On Tue, 20 May 2025 at 02:54, Matthew Sterrett
<matthewsterrett2@gmail.com> wrote:
>
> Hello! Thanks for helping me with this.
> I'm still trying to figure out what is going on with the Bookworm test
> failures. I'm pretty sure this patchset should resolve all the issues
> with the macOS build, but I don't think it will help the linux
> failures unfortunately.

You can see the failure at the artifacts ->
'log/tmp_install/log/install.log' file on the CI web page [1].

If you want to replicate that on your local:

$ ./configure --with-llvm CLANG="ccache clang-16"
$ make -s -j8 world-bin
$ make -j8 check-world

should be enough. I was able to replicate it with these commands. I
hope these help.

[1] https://cirrus-ci.com/task/4834162550505472

--
Regards,
Nazir Bilal Yavuz
Microsoft



Re: Proposal for enabling auto-vectorization for checksum calculations

From
Matthew Sterrett
Date:
> You can see the failure at the artifacts ->
> 'log/tmp_install/log/install.log' file on the CI web page [1].
>
> If you want to replicate that on your local:
>
> $ ./configure --with-llvm CLANG="ccache clang-16"
> $ make -s -j8 world-bin
> $ make -j8 check-world
>
> should be enough. I was able to replicate it with these commands. I
> hope these help.
Thanks so much for helping me figure this out!
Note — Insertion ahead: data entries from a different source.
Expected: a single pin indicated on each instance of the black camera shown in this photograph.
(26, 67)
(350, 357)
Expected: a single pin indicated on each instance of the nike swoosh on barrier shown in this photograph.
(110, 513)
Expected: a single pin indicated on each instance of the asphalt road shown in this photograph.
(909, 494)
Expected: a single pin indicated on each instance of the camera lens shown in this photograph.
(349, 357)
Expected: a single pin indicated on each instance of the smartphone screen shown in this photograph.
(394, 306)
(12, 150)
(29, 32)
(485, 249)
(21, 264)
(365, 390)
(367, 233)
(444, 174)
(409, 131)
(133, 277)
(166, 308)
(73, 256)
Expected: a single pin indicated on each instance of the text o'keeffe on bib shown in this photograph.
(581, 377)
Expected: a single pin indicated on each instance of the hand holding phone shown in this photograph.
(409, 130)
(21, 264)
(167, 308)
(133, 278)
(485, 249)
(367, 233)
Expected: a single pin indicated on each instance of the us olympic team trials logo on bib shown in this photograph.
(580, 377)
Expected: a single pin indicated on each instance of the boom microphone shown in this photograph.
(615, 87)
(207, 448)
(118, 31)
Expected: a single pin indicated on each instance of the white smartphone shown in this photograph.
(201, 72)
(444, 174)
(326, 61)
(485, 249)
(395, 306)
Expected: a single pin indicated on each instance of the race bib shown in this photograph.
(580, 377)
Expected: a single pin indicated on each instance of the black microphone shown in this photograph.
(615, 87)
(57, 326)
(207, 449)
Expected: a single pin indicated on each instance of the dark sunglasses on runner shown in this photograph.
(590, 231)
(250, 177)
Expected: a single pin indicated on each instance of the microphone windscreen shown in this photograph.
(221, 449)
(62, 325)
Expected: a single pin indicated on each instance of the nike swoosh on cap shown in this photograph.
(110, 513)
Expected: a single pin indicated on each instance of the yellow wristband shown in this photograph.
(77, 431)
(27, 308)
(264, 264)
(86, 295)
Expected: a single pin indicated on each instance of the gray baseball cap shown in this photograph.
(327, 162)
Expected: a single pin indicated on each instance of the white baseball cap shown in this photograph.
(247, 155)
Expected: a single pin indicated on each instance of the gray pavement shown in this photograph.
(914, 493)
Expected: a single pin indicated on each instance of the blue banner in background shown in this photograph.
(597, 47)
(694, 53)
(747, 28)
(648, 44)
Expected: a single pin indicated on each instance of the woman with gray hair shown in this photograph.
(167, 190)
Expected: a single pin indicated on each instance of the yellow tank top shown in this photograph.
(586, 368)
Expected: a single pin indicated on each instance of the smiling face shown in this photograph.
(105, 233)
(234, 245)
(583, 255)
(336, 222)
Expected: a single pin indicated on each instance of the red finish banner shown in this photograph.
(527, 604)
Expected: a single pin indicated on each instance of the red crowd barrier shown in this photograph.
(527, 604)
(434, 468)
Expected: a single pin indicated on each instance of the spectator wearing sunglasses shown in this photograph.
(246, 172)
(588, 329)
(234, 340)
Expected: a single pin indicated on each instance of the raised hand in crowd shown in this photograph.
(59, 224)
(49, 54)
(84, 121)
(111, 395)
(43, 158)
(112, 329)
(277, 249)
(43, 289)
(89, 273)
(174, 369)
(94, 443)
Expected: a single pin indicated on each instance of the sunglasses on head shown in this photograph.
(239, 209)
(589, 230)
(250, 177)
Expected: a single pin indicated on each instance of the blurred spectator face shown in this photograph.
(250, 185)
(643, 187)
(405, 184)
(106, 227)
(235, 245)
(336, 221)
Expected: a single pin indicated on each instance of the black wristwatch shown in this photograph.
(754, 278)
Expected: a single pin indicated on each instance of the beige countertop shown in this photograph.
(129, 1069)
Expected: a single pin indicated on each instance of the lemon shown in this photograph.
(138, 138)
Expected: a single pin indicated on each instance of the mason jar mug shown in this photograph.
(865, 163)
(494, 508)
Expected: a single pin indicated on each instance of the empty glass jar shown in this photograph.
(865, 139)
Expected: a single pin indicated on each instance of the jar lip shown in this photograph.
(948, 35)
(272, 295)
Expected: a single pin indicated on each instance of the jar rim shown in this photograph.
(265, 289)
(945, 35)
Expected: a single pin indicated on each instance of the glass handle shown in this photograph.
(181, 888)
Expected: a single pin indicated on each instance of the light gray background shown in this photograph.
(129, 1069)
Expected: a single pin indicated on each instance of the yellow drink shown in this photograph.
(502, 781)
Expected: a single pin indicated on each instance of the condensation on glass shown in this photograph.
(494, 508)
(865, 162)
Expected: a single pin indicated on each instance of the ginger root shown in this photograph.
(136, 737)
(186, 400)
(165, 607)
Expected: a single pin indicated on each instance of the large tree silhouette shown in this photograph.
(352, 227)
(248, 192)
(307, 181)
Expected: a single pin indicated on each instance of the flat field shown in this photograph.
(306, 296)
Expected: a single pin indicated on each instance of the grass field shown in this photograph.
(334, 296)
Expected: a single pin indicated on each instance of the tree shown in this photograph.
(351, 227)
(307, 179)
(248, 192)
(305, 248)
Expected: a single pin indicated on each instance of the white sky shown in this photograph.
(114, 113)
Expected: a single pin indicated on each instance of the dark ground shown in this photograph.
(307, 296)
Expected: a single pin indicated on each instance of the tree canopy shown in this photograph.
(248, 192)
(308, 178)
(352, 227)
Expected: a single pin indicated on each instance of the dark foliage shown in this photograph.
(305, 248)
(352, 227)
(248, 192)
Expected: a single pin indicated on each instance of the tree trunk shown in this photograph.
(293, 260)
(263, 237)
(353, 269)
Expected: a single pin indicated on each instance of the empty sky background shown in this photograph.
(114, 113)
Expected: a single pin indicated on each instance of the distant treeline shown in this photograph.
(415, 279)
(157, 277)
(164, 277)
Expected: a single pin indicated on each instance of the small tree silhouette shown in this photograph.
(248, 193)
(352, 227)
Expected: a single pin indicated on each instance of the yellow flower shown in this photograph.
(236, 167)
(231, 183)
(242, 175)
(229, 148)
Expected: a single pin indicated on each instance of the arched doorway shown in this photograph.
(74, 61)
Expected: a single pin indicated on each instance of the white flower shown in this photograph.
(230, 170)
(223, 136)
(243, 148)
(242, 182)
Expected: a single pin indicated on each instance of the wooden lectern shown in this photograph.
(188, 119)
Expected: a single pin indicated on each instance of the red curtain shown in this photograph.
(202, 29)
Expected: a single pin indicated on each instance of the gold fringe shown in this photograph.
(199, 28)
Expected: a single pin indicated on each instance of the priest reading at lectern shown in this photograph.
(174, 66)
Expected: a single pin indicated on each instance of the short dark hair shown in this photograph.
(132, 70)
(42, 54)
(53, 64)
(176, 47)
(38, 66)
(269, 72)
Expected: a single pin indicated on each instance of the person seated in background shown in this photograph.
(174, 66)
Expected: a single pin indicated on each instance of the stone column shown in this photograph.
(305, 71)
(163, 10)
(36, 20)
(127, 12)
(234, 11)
Okay, I've determined that versions of LLVM/Clang before 19 crash when
compiling this patch for some reason; it seems that both make
check-world and make install will crash with the affected LLVM
versions.
Unfortunately, what matters seems to be the version of the linker/LTO
optimizer, which I don't think we can check at compile time.
I added a check for Clang>=19 which works at preventing the crash on my system.
I think it's possible some unusual combination of clang/LLVM might
still crash during the build, but I think this is a reasonable
solution

Attachment
On Fri, May 23, 2025 at 4:54 AM Matthew Sterrett
<matthewsterrett2@gmail.com> wrote:
> Okay, I've determined that versions of LLVM/Clang before 19 crash when
> compiling this patch for some reason; it seems that both make
> check-world and make install will crash with the affected LLVM
> versions.
> Unfortunately, what matters seems to be the version of the linker/LTO
> optimizer, which I don't think we can check at compile time.
> I added a check for Clang>=19 which works at preventing the crash on my system.
> I think it's possible some unusual combination of clang/LLVM might
> still crash during the build, but I think this is a reasonable
> solution

I don't know if this is related to the crashes, but it doesn't seem
like a good idea to #include the function pointer stuff everywhere,
that should probably go into src/port like the others.